Бросившие мне вызов не живут долго. Я убиваю их, не откладывая, сейчас же. Не даром же меня называют Алмазным Клинком. Я самый сильный из мечников, а там, где не хватает силы, я могу применить хитрость. Я не проиграл еще ни одного боя. Впрочем, хвалиться раньше времени я не хочу. А время еще не пришло. И придет ли, – не знаю.
Мой клинок неплохо послужил мне. И еще послужит. Кто-то придет после меня, и я передам ему этот меч. Но пока я не знаю, кто. И не узнаю, пока не буду повержен. Может быть, именно так люди удостаиваются бессмертия? Если это правда, то, сколько времени мне отведено? Слишком большое могущество, по-моему, – не больно-то хорошо. Могущество непременно приводит к анализу и сомнениям.
Иногда меня приглашают на турниры и праздники – как почетного гостя и самого беспристрастного из судей. Кто-то пытается выяснить, чем я, все-таки, отличаюсь от других бойцов, удачливых, сильных, любящих почести и славу. Я не говорю, чем. Но я точно знаю, почему не могу участвовать ни в одном спортивном турнире, ни в одном дружеском поединке. Когда я наношу удар – этот удар смертельный. Я не меряюсь силой. Я убиваю.
Я буду убивать всегда. И со мной сладить сможет только такой же, как я. Я не уступлю, за здорово живешь, привилегию убивать и не быть убитым. Привилегию убивать и не быть убитым. Все это включает в себя звание лучшего убийцы. Люди иногда называют меня так, когда думают, что я не слышу их. То ли боятся задеть меня, то ли не хотят обидеть. Как будто можно обидеть правдой.

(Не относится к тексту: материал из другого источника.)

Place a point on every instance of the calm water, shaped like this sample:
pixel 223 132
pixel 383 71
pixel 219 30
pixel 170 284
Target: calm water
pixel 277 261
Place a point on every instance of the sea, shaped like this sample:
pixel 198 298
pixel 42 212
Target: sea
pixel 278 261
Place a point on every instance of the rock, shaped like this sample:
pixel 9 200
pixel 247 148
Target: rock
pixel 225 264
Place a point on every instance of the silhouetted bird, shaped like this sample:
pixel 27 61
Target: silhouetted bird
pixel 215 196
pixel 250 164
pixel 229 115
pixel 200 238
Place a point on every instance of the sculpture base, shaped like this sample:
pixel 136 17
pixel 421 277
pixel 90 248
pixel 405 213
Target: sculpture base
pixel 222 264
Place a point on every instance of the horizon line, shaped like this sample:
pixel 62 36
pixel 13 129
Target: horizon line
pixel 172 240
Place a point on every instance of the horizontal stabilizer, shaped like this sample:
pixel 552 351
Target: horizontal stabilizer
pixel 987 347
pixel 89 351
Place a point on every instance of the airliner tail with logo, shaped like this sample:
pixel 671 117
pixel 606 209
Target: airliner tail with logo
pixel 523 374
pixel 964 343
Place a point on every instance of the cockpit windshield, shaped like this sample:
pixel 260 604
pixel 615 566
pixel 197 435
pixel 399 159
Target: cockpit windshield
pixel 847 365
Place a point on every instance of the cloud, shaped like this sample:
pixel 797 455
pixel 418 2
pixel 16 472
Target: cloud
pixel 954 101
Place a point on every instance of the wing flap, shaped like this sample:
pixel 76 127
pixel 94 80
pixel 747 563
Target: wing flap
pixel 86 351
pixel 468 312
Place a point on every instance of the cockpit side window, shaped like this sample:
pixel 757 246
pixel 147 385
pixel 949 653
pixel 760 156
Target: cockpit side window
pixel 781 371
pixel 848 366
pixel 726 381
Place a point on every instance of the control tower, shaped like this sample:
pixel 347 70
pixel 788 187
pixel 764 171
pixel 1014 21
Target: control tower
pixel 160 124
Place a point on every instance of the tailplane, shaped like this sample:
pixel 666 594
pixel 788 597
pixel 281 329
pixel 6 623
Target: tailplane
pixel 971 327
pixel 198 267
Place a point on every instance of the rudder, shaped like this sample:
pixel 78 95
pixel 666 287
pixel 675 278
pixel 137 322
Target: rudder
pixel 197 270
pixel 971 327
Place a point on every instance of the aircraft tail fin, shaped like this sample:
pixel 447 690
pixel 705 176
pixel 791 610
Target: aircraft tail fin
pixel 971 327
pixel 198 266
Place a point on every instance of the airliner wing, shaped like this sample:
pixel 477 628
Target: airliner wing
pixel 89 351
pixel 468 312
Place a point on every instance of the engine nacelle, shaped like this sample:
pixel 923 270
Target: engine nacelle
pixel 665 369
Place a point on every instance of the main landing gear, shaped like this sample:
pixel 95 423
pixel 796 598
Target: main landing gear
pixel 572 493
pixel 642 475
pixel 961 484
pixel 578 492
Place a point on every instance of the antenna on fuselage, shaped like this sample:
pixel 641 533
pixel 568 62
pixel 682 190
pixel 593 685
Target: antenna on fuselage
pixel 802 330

В ранней юности я был парнишкой как все. Тогда у меня не было чудесного оружия. Я знал о бое минимум, достаточный, чтобы удержать мечом на уровне городских обывателей. Это то, что тогда было необходимо. Молодость толкала меня в сети сладострастия. Сейчас я веду жизнь почти затворника. Правда, если мне будет нужна женщина, чтобы развеять тоску – я могу выбрать любую.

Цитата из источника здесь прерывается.